Tuesday Gathering
11 November 2025
6:30 – 8:30pm
The Hall, NTU CCA Singapore
Free with registration

Earth Ethics Cover Design: Žiga Testen and Stuart Geddes; Jen Berean, Callum Morton, Linda Tegg (Monash Art Projects), The Birds 2024. Installation view: Ian Potter Sculpture Court, Monash University Museum of Art, Naarm/Melbourne, 2024. Photo: the artists.
Join us for a walking and reading session exploring the intersection of art, ecologies, and local knowledge to reimagine relationships within Earth systems.
Taking inspiration from case studies in the newly published Earth Ethics: Art, Institutions and Regenerative Practices (Monash University Publishing, 2025), co-edited by our current visiting researcher Madeleine Collie, this session explores some of the book’s strategies, offerings and ideas. Through collective reading, walking and discussion we will consider how place-based and relational approaches to art, research, and institution-making can cultivate ways of putting Earth Ethics into practice.
Credits
Earth Ethics: Art, Institutions and Regenerative Practices is the second in a series of readers published by Monash University Museum of Art | MUMA, edited by Madeleine Collie, Megan Cope, Charlotte Day and Melissa Ratliff.
About the Climate Transformation: Sustainable Societies Gathering series
Extended from the Climate Transformation Sustainable Societies Lecture Series, the Climate Transformation Gatherings consolidates critical concepts and ideas around various environmental themes and theories. These gatherings take various formats including open-discussion seminars, reading groups, workshops and guided tours to engage interested members of the public on various environmental issues.
This gathering is supported by the Singapore Ministry of Education Academic Research Fund Tier 3 grant [MOE-MOET32022-0006] for the Climate Transformation Programme.

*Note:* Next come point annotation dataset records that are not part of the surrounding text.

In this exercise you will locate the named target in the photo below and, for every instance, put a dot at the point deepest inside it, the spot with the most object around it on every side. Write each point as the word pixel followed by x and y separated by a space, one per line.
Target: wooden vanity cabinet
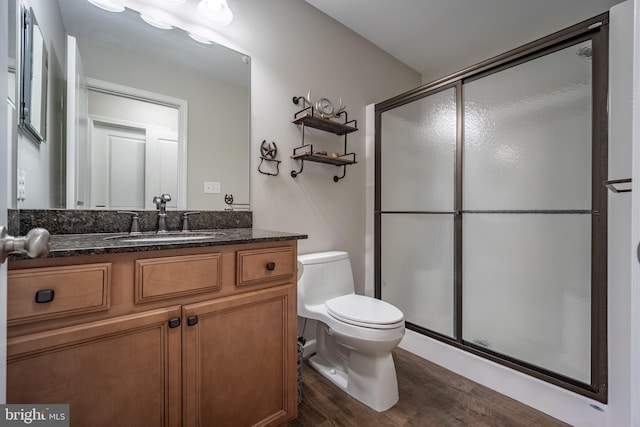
pixel 185 339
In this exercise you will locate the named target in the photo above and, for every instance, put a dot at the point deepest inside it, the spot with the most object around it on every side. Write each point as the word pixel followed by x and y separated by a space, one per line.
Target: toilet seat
pixel 364 311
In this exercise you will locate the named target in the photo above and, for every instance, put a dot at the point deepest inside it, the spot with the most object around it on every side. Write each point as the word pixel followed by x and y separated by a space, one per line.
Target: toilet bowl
pixel 355 334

Madeleine Collie is visiting researcher under the Climate Transformation Programme (2024–2027). Collie is a curator, writer, and researcher who creates platforms for the circulation of creative knowledges engaging with the politics and poetics of plants in contemporary art. She initiated the Food Art Research Network in 2020 as a platform for peer learning and slow, curatorial research. She is co-editor of Earth Ethics: Art, Institutions and Regenerative Practices (Monash University Publishing, 2025), lead editor of a forthcoming volume based on the long-term research exchange Follow the Plants (2023–25), and co-editor of Tastes of Justice: The Aesthetics and Politics of Food in Asia and Australia (Routledge, 2026). She was awarded a PhD in Art History, Theory and Curatorial Practice from Monash University in 2025 and holds an MRes in Curatorial/Knowledge from Goldsmiths, University of London.